If Gov. DeSantis has expressed support for permit-less concealed carry, why didn’t any of his bills see the light of day on the floor of the Legislature?

“It’s painfully obvious,” Rep. Sabatini said. The Republican leadership personally blocked the bill as being too controversial, he said. “Now that the governor decided he wants it passed, because they are cowards and fear the governor, they changed their tune.”

Florida Senate President Wilton Simpson now says he will support constitutional, or permit-less carry. He is previously known for championing the Marjory Stoneman Douglas High School Public Safety Act in the wake of the 2018 massacre of 17 students and teachers there. He has also claimed in previous campaign literature that he wrote the bill.

He is currently running for commissioner of the state Department of Agriculture and Consumer Services, which oversees the concealed weapons permit program.

Mr. Simpson and his legislative aide did not respond to questions made through emails and phone calls requesting comment as to why he changed his mind about permit-less carry, whether it was due to his candidacy, and to address Rep. Sabatini’s claim that Republican leadership changed their mind about permit-less carry due to fear of the governor.

Instead, Katherine Betta, his deputy chief of staff for communications, referred to a statement Sen. Simpson has provided to the media as far back as six months ago.

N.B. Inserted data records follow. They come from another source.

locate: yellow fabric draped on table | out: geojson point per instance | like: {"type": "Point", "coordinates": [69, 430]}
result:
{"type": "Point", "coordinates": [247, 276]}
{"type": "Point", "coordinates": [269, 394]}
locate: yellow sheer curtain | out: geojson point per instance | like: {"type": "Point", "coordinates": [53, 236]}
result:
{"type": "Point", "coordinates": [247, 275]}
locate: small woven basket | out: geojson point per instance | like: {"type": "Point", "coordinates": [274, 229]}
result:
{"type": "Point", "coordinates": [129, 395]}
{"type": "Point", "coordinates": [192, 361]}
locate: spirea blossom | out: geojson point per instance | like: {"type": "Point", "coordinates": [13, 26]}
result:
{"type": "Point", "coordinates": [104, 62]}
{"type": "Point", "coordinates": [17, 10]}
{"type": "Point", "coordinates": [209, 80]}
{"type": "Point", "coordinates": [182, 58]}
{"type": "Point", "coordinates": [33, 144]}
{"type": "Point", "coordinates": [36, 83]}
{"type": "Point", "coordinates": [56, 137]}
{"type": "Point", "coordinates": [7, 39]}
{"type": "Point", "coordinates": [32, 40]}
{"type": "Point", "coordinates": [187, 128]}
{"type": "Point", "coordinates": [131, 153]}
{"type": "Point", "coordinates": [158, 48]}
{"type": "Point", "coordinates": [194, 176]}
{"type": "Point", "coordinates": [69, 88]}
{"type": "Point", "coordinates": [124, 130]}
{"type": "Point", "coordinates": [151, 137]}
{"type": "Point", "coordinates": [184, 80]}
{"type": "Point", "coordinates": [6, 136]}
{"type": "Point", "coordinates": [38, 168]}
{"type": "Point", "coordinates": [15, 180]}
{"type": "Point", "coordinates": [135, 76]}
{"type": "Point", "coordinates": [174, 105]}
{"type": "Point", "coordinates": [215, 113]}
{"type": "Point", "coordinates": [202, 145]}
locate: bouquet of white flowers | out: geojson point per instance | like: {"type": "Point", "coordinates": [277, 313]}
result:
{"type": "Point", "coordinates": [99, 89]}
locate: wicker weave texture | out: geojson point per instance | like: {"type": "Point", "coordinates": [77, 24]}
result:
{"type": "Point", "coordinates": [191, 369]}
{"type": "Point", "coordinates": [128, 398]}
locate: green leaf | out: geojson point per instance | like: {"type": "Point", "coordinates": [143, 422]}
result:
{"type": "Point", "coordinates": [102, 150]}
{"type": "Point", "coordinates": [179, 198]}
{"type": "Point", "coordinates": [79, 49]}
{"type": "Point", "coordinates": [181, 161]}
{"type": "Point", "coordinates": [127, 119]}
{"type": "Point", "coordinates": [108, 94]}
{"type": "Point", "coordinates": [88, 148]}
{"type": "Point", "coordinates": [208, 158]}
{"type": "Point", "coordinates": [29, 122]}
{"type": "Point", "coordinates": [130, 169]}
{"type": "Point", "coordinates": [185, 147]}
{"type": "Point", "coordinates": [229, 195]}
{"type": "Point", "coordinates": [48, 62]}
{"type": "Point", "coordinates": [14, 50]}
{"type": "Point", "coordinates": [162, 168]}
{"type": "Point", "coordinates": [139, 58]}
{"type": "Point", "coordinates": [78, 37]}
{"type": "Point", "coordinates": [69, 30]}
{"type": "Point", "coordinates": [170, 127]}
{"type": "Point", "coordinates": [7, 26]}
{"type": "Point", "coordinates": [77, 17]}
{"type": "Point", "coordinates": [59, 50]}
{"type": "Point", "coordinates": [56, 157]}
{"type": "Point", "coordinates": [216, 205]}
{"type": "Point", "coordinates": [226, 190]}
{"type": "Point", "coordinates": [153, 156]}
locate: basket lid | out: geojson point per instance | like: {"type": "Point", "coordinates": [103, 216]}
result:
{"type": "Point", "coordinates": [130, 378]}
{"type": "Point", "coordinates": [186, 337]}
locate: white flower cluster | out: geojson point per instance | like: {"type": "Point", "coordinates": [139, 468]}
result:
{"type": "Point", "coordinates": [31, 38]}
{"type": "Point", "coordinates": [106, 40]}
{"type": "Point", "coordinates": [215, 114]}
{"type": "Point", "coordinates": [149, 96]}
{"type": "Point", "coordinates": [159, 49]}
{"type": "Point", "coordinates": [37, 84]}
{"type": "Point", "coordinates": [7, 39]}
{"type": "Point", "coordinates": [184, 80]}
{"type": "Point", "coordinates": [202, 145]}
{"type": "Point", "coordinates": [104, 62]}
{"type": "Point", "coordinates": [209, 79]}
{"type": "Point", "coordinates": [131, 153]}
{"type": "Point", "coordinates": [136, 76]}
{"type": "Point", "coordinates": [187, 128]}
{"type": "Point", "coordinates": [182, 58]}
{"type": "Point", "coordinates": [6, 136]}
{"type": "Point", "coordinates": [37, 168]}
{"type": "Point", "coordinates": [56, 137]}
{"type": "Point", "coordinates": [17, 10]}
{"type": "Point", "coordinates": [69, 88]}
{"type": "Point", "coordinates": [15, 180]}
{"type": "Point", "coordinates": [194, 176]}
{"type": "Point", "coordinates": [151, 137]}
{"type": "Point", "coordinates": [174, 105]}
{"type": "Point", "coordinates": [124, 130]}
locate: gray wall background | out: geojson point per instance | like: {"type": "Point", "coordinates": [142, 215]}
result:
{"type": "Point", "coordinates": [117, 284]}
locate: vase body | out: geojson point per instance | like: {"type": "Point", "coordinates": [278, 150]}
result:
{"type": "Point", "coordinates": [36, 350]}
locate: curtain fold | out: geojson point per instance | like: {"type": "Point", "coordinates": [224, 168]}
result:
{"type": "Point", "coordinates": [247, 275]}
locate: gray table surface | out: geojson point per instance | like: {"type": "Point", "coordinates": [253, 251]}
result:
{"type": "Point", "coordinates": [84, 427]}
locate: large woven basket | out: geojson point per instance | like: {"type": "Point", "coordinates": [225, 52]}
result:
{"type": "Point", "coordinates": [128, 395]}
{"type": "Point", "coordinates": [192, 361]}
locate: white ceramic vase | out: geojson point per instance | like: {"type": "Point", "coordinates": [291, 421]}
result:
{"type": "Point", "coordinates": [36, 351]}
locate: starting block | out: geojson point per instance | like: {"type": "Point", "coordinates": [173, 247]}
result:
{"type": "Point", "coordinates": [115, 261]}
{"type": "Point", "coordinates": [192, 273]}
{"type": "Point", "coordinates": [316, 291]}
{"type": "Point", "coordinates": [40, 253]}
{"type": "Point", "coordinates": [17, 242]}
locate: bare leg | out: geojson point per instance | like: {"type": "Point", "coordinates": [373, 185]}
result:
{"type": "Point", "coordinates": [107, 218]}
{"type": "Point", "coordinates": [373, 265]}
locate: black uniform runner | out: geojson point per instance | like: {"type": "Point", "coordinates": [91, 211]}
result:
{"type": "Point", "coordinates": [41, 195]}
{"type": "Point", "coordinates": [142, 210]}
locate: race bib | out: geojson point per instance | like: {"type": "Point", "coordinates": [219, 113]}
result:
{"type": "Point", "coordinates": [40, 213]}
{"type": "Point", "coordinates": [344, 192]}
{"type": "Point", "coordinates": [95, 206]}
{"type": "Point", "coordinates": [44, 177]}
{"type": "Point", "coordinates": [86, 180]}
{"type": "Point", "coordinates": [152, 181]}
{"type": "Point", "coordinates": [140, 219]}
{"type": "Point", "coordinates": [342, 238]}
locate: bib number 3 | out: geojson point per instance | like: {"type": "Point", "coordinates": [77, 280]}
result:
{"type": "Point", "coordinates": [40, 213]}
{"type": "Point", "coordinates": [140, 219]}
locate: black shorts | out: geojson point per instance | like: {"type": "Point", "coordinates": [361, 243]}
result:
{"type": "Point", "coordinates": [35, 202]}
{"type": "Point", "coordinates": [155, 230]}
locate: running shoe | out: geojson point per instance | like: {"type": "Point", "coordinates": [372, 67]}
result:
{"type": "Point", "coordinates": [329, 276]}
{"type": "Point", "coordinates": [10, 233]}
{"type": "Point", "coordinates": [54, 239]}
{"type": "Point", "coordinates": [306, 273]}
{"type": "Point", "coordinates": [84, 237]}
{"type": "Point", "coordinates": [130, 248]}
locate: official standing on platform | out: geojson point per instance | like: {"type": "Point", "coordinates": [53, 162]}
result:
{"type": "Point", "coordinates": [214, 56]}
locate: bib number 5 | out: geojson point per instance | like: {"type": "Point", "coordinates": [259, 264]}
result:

“President Simpson is unwavering in his support for the Second Amendment rights of law-abiding Floridians, as evidenced by his A rating from the NRA, which he has earned over a decade of service in the Senate by sponsoring and supporting legislation that protects our constitutional right to keep and bear arms.”

Rep. Sabatini had also proposed another bill, HB 6007, which would have allowed for carrying a weapon or firearm, openly or concealed, in a college campus or university facility. That bill also failed.

Rep. Sabatini said he had “a very good feeling” that the governor would call for addressing the permit-less carry issue in a special session. ¦

One response to “Might Florida allow “constitutional carry”?”

  1. Robert Boyles says:

    While I fully believe in open carry I still believe that background checks are needed to at the very least start to weed out the undesirables. Coming from Michigan where open carry is allowed the laws differ if you have a concealed permit. Also before getting a concealed permit WITH a background check a gun safety and proper use class should also be required at a cost to the permit applicants. I understand that we will then have people out there saying it is unfair to the poor population however they are the group with the most unlicensed guns and domestic violence with guns. So please Governor DeSantis, put forth a Constitutional Carry bill that will allow our 2nd Amendment rights as well the safety of your constituents.